Pichardo e Évora: dois portugueses por direito

Pichardo e Évora: dois portugueses por direito

OPINIÃO10.04.202306:30

É a lei, e cabe ao Governo português a defesa dos interesses nacionais

OS dois melhores atletas portugueses de sempre do triplo salto estão de costas voltadas. Tudo porque Nélson Évora disse algo que Pedro Pablo Pichardo não gostou. Vejamos: «Quem é que lucrou com isso? Foi Portugal? Claro. O investimento foi feito a curto prazo.
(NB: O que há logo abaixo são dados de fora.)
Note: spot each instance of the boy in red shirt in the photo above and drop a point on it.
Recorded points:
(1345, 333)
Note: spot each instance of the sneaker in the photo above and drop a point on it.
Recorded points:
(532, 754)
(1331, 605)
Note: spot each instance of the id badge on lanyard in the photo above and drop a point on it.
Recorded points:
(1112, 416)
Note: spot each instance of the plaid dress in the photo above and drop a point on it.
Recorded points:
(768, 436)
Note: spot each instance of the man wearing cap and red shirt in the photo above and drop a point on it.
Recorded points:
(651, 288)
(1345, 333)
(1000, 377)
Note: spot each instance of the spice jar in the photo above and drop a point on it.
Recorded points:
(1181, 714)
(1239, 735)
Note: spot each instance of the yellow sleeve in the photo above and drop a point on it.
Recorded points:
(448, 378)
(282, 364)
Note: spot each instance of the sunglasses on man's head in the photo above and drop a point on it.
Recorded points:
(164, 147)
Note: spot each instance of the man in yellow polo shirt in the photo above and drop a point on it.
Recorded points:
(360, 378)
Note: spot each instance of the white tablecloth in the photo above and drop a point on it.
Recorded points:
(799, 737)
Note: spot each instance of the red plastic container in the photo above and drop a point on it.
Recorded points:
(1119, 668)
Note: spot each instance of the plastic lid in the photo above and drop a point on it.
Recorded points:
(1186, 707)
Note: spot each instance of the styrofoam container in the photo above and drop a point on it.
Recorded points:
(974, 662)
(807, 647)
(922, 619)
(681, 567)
Foi comprado um atleta para poder ter resultados a curto prazo.» Afirmou Nelson Évora, ex-atleta do Sporting, a propósito do rapidíssimo processo de atribuição de nacionalidade do atleta do Benfica - apenas três meses.
 
Tem Nelson Évora razão neste reparo? Tem, mas todos os países o fazem, não há qualquer problema nisso. Até porque, e mais importante, a lei portuguesa o permite e, de certa forma, até o encoraja. A questão é que esta matéria gera sempre polémica - aqui como em tantos outros países - porque os Governos decidem de forma a defender os seus interesses legítimos. 
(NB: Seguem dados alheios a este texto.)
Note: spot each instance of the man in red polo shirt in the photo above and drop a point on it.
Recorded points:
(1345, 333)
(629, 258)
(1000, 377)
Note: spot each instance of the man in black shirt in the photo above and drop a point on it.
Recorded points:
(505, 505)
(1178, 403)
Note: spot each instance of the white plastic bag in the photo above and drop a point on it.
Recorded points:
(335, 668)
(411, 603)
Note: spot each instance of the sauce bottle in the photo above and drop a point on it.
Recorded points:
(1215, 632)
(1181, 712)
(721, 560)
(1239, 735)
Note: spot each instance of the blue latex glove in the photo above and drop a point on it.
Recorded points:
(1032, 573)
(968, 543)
Repare, caro leitor, não se trata de ser justo ou respeitar o princípio da igualdade. Aqui, o Governo é livre para escolher e pode decidir que Portugal tem um interesse legítimo em ter grandes atletas que elevam o nome do nosso país, prestigiando-nos a todos. E não precisa ser só Cristiano Ronaldo e Bernardo Silva, ou no passado Luís Figo ou Eusébio, podem ser também Pichardo e Évora.
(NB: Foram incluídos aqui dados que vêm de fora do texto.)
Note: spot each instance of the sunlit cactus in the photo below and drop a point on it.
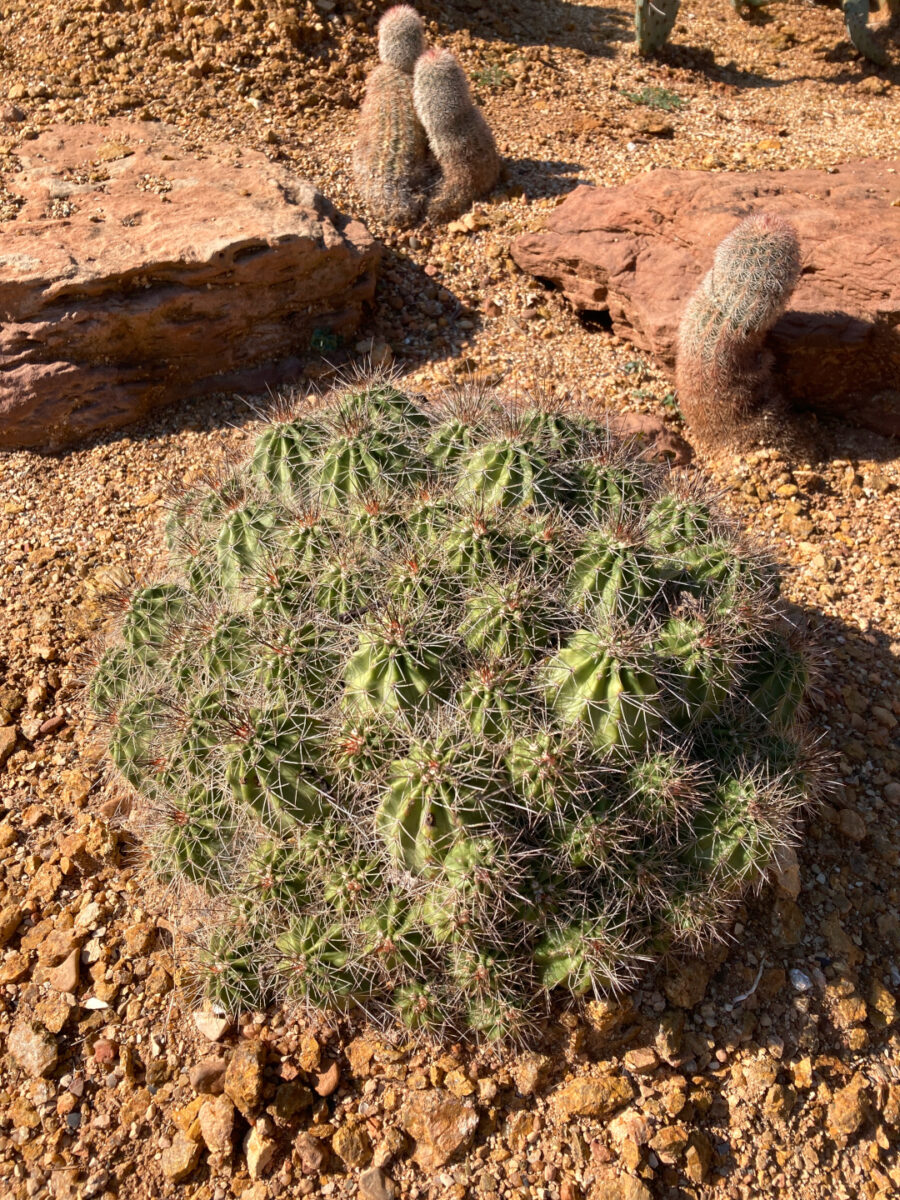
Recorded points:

Da mesma forma que o atleta nascido em Cuba foi português rapidamente, noutros tempos, foram-no Pepe, Deco e Liedson. A Lei 37/81, alterada em 2020, diz: (art. 6 - 1) O Governo concede a nacionalidade portuguesa, por naturalização aos estrangeiros que satisfaçam cumulativamente os seguintes requisitos (a) serem maiores (…); (b) residirem no território português há pelo menos cinco anos; (c) conhecerem suficientemente a língua portuguesa. E foi por este caminho que Nélson Évora se tornou português. Residiu cá desde os seis anos, mas só aos 18 teve nacionalidade portuguesa. 

Pablo Pichardo foi por uma exceção: o n.º 6 do mesmo artigo 6 permite ao Governo conceder a nacionalidade dispensando a residência em Portugal há pelo menos cinco anos e o falarem português, «aos estrangeiros que prestem ou venham a prestar serviços relevantes ao Estado Português». E veio a prestar porque o saltador, já português, ganhou muitas medalhas de ouro. 

Em suma, o processo foi conduzido no respeito da lei, tendo mesmo o parecer favorável da Federação Portuguesa de Atletismo e do Comité Olímpico de Portugal. É injusto para alguns? Talvez, mas é a lei, e cabe ao Governo português a defesa dos interesses nacionais. Aliás, o princípio da Igualdade (art. 13.º da Constituição) aplica-se aos «cidadãos» e não aos estrangeiros. 

Pablo Pichardo e Nélson Évora são tão portugueses como todos nós, com uma diferença: ambos são atletas extraordinários que ganharam medalhas de ouro nos Jogos Olímpicos e foram campeões da Europa e do Mundo do triplo salto. Hoje, direito ao golo vai, obviamente, para ambos, porque elevaram bem alto o nome de Portugal. Há saltos que são inesquecíveis!